I am writing about the lesson from Day 3 of the Extreme Sports Unit, mainly
because I finished teaching it to all four classes on Friday and it is fresh on
my mind!
In this lesson I had the students review vocabulary
words from the two previous lessons, listen to a read aloud of two non fiction articles
on extreme sports, and then they worked in pairs to answer comprehension
questions about the articles.
For the pre assessment or warm up, the students were
told to take out a piece of paper and pen or pencil and to take out their cell
phones. The assignment was posted on Google Classroom. On September 8th
all of the students will be given their own tablet to take to school/home,
after tablet roll out assignments will be on Google classroom on the screens of
their tablet, as well as on my smartboard, and they won’t use paper, instead
they will type the answers into their tablet and send it to me on Google Drive.
Meanwhile, paper…
I assigned words that had been used during the
previous lessons and needed to be reviewed. I really want to focus more on
vocabulary this year. They were told to use their cell phones to look up the 10
words listed on Dictionary.com or Google it and write down the definition that
most fit what they knew of the word already. If they didn’t have a cell, or a
partner with a cell (this was pair work), they were to write down the
definitions in their own words (and I’ll be nice when grading because it’s not
fair that they didn’t have the internet as a resource). This assignment took a
little longer than I thought it would. But it was effective. I circulated to
make sure everyone was on task. These classes are still new to me and I needed
to see who was working and who was not and why. By and large everyone in all
four classes seemed to actually like the assignment, I think because of the
technology aspect and they were able to work in pairs.

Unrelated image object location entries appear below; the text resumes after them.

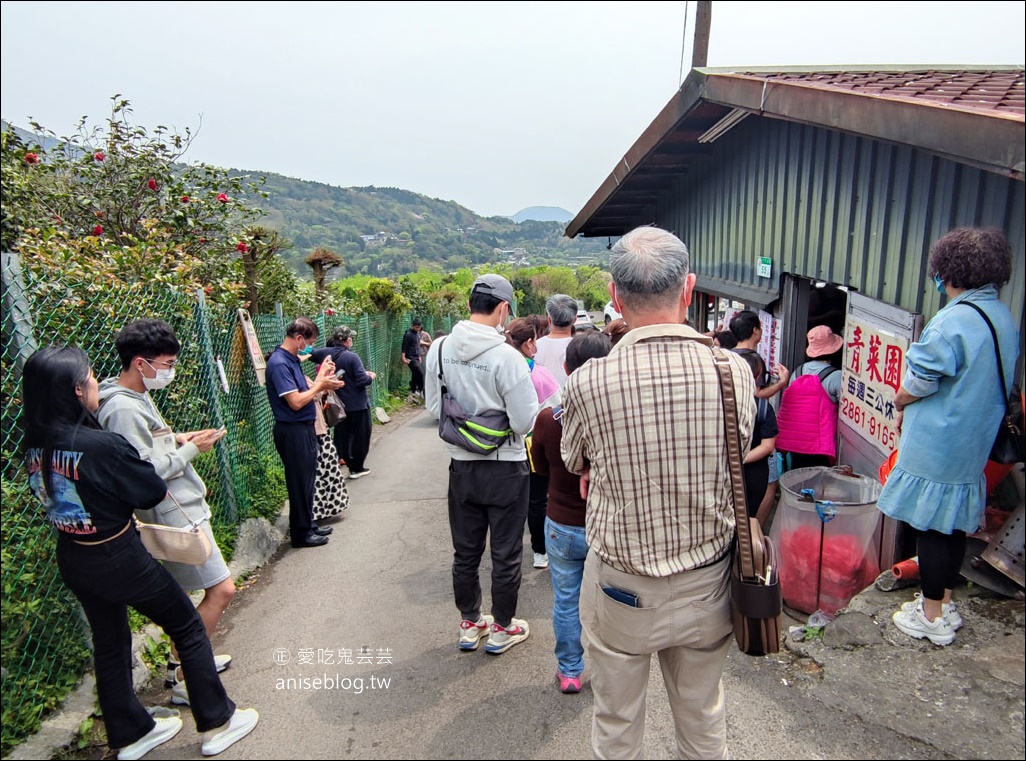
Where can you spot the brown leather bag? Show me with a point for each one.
(755, 596)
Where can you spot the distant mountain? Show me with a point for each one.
(388, 232)
(543, 213)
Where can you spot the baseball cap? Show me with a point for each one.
(823, 341)
(495, 285)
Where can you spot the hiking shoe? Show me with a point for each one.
(914, 624)
(568, 685)
(220, 662)
(180, 695)
(163, 730)
(949, 609)
(472, 633)
(500, 640)
(243, 721)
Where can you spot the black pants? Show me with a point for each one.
(297, 445)
(537, 503)
(416, 376)
(483, 496)
(794, 461)
(107, 578)
(352, 438)
(941, 557)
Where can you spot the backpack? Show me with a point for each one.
(481, 433)
(807, 417)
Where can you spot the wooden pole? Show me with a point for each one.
(703, 22)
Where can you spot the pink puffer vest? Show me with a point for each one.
(807, 418)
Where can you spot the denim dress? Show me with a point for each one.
(938, 482)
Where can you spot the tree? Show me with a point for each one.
(259, 250)
(320, 262)
(116, 203)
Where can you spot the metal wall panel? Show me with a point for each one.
(838, 207)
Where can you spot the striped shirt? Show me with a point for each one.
(647, 421)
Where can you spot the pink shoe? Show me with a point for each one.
(568, 685)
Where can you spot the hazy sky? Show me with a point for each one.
(497, 106)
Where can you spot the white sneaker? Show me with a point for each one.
(914, 624)
(948, 608)
(242, 722)
(163, 730)
(471, 633)
(220, 662)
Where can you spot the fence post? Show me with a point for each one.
(210, 385)
(16, 305)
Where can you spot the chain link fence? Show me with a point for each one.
(43, 636)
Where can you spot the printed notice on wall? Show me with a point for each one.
(252, 344)
(873, 363)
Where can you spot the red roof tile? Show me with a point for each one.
(973, 90)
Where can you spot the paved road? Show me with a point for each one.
(384, 583)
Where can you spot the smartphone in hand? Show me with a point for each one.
(627, 598)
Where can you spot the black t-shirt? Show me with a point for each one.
(757, 473)
(97, 481)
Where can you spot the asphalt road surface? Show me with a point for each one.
(370, 615)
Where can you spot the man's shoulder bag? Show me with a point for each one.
(755, 596)
(480, 434)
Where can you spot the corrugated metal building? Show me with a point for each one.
(815, 195)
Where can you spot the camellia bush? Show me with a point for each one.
(118, 202)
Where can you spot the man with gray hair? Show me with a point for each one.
(644, 428)
(561, 310)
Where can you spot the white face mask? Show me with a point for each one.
(162, 379)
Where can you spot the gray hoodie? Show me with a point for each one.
(135, 416)
(483, 372)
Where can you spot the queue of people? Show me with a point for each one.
(636, 544)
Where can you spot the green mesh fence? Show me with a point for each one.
(45, 645)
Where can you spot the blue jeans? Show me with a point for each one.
(567, 549)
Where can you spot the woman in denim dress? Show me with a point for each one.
(951, 401)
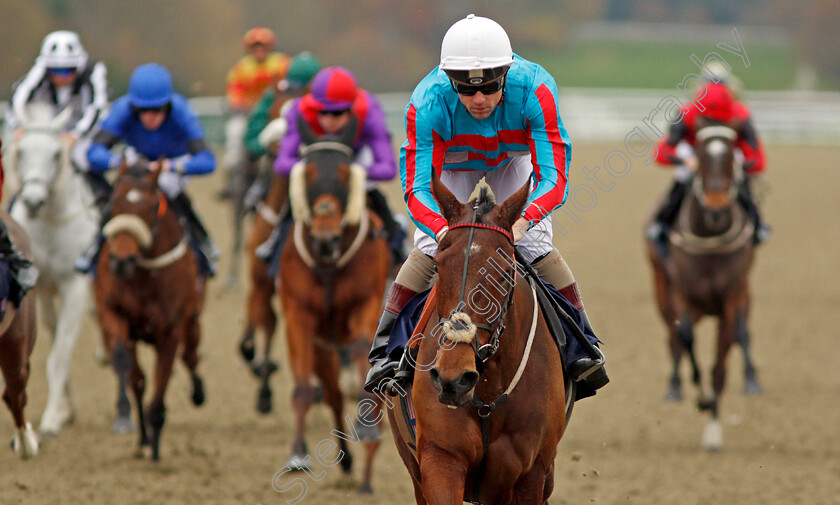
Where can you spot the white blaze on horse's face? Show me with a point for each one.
(717, 147)
(134, 196)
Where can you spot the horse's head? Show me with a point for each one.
(137, 207)
(41, 160)
(477, 275)
(718, 175)
(326, 190)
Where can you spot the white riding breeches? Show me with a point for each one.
(504, 182)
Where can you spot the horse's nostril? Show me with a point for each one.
(468, 380)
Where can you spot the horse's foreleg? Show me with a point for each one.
(262, 316)
(166, 348)
(60, 410)
(300, 331)
(442, 477)
(14, 362)
(327, 369)
(362, 325)
(137, 380)
(115, 332)
(752, 386)
(192, 338)
(530, 488)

Then I moved on and handed out a packet of two
different articles on extreme sports. One article holds the point of view that
extreme sports is good, the other says it is dangerous and you should be
cautious. This will help us to move towards finding the author’s claim, author
bias, ethos, pathos, and logos and using evidence to support your claim using
in text citation. But for this lesson I started out slow. I let them know that
I would be doing a read aloud of both articles and their job was to remain
quiet and follow along. Today would be the first reading, I told them we’d go
over the articles more in depth with each day.
I was planning on having them go more in depth with
annotation, having them take out high lighters and figuring out claims and
evidence, but during the first class I asked the students if they’d heard of
annotation before (I wrote the word on the board). They all gave me blank
looks. “Whut?”was the general consensus. In one of the classes many of them
raised their hand and said they’d heard of annotation and had used the
technique before in a previous class, but all of the other classes were
clueless- never heard of it before. So I realized I needed to dial it down and
start small and add more annotation to the lesson on Day 4. I taught them how
to write a note to themselves next to the title of each article about the point
of view of the author. Their first annotation!
After the read alouds I assigned post assessment
comprehension questions they could work on in pairs. These were higher level
questions that had to be answered in complete sentences. I showed them how they
could answer questions one and three using the annotation they placed at the
top of each article, turning their note into a complete sentence. This linked
the value of annotation to their work. They had to compare and contrast the two
articles and also I turned the titles of the two articles into questions to be
answered. I circulated and could tell that the questions were challenging for
them so I spent time coaching them individually. Just the right amount of
challenging though - good learning!
At the end of each 90 min block there was always about
ten minutes left and I used that time for turning in work and having the
closure of showing a 5 min. video I found from CBS Sunday Morning about a
couple who met and married because of their mutual love for extreme sports. It
was darling, the students always clapped at the end. J
Smarty! Your experience had you automatically doing a pre-assessment during class on annotation! And, you learned and you proceeded accordingly. When teachers begin their careers, they rarely ask students what they know or can do. You do...and, my lesson is over. Loved your close of class! You do not even need a post-assessment, but your students do! They need to be reminded of what they learned about Xtreme Sports. Perhaps you could start with that question in tomorrow's class. Thank you...applause!